Shesmu (alternatively Schesmu and Shezmu) is an Ancient Egyptian deity with a contradictory character. He was worshipped from the early Old Kingdom period. Shesmu was seldom depicted but when he was, he appeared as a man with a lion’s head holding a butcher’s knife. In later times he appeared as a lion. If only his name was mentioned it often appeared with the determinative of an oil press, and sometimes only the oil press was depicted.

Shesmu was a god with a dual personality: On one hand, he was lord of perfume, maker of all precious oil, lord of the oil press, lord of ointments and lord of wine. He was a celebration deity, likewise to the goddess Meret. Old Kingdom texts mention a special feast celebrated for Shesmu: Young men would press grapes with their feet and then dance and sing for Shesmu.

On the other hand, Shesmu was very vindictive and bloodthirsty. He was lord of blood, great slaughterer of the gods and he who dismembers bodies. In Old Kingdom pyramid texts several prayers ask Shesmu to dismember and cook certain deities in an attempt to give the food to a deceased king. The deceased king needed the divine powers to survive the dangerous journey to the stars. However, the interpretation remains open, if the word “blood” is to be taken literally, as the Ancient Egyptians symbolically offered red wine as “the blood of the gods” to several deities. This association was based simply on the dark red colour of the wine, a circumstance that lead to connections of Shesmu with other deities who could appear in red colours. Examples include deities such as Ra, Horus and Kherty.

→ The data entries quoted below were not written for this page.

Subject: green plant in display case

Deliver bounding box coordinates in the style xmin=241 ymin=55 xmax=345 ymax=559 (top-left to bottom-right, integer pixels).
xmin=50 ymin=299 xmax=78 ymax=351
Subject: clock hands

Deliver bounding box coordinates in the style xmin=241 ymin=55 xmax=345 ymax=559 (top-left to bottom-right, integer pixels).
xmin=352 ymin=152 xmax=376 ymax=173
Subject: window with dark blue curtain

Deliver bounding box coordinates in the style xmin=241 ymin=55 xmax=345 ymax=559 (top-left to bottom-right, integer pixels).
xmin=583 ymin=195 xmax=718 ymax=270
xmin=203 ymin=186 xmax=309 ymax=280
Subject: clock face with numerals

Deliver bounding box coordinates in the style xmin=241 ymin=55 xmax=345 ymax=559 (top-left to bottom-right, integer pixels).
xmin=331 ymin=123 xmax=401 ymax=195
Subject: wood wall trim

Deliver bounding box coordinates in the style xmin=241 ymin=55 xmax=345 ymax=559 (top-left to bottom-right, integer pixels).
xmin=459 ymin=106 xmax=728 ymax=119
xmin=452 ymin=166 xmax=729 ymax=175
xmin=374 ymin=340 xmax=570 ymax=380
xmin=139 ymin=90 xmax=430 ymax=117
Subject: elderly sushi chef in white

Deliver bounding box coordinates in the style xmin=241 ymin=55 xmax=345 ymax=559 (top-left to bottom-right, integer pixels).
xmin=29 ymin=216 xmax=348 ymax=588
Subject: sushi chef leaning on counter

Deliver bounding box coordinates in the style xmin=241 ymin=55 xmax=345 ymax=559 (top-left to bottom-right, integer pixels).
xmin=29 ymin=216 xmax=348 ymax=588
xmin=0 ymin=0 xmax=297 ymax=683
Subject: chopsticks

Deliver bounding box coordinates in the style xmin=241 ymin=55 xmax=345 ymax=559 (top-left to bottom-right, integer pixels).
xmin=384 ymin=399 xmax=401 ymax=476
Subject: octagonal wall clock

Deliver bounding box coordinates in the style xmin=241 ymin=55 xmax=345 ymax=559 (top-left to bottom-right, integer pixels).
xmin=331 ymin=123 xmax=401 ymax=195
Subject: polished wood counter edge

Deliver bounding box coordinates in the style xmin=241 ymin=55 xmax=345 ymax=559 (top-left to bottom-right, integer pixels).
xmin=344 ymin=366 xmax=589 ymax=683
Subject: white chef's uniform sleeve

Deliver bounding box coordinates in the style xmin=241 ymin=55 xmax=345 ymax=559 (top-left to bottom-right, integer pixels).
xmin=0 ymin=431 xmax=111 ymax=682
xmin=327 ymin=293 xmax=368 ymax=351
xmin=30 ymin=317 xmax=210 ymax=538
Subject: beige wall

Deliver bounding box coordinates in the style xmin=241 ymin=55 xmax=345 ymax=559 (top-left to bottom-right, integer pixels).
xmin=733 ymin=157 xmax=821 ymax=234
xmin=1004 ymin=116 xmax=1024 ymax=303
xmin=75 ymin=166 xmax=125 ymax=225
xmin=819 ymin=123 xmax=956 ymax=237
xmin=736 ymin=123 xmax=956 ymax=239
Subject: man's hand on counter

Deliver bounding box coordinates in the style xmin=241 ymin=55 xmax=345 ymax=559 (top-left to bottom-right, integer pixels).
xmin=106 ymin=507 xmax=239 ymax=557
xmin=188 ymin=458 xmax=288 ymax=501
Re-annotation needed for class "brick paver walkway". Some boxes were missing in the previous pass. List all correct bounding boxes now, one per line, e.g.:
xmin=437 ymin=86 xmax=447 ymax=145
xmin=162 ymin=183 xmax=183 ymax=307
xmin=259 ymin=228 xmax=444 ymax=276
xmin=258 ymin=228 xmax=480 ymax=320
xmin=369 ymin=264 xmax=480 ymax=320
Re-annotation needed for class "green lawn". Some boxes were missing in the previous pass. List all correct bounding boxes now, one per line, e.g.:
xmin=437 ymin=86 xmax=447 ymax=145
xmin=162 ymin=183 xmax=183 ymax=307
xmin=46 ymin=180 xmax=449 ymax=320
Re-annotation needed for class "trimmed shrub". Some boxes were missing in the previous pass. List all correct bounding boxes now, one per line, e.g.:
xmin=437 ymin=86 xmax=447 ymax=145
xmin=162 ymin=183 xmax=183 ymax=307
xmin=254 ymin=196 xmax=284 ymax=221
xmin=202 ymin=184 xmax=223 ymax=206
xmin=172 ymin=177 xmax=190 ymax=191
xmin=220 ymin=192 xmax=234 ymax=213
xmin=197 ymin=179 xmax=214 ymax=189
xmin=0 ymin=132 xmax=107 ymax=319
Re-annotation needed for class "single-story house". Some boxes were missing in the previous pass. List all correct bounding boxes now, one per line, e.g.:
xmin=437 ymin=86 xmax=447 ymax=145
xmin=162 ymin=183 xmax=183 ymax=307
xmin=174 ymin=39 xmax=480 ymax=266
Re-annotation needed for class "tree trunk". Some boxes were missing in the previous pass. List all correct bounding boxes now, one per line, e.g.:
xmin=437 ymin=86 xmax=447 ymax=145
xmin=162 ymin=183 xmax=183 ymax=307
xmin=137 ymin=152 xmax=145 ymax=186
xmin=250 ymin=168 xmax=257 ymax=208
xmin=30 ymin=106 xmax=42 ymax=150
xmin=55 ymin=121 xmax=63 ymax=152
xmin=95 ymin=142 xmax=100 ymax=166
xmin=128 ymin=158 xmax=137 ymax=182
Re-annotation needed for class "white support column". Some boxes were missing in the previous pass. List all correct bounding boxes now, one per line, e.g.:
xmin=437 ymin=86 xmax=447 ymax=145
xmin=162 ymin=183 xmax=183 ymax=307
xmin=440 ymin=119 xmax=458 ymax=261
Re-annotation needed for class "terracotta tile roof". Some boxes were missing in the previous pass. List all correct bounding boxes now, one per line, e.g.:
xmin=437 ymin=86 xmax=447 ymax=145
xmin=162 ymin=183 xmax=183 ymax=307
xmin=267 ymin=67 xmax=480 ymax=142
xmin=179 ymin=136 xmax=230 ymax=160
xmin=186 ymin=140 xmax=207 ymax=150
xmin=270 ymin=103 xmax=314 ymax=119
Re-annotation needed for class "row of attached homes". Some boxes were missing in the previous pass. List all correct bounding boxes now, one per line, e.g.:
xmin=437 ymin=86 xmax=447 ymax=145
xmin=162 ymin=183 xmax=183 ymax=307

The violent character of Shesmu made him a protector among the companions of Ra’s nocturnal ship. Shesmu protected Ra by threatening the demons and brawling with them. In the pyramid texts he does similar things. It appears that starting with the New Kingdom Shesmu’s negative attributes became gradually overshadowed by the positive ones, although on a 21st Dynasty papyrus his wine press appears to be filled with human heads in place of grapes (a depiction which was common earlier, on Middle Kingdom Coffin Texts). Then later, on the 26th Dynasty sarcophagus of the Divine Adoratrice Ankhnesneferibre, Shesmu is recorded as a fine oil maker for the god Ra. And even later, during the Graeco-Roman period, the manufacture of the finest oils and perfumes for the gods became Shesmu’s primary role.

Shesmu’s main cult centre was located at the Fayum. Later, there were further shrines erected at Edfu and Dendera.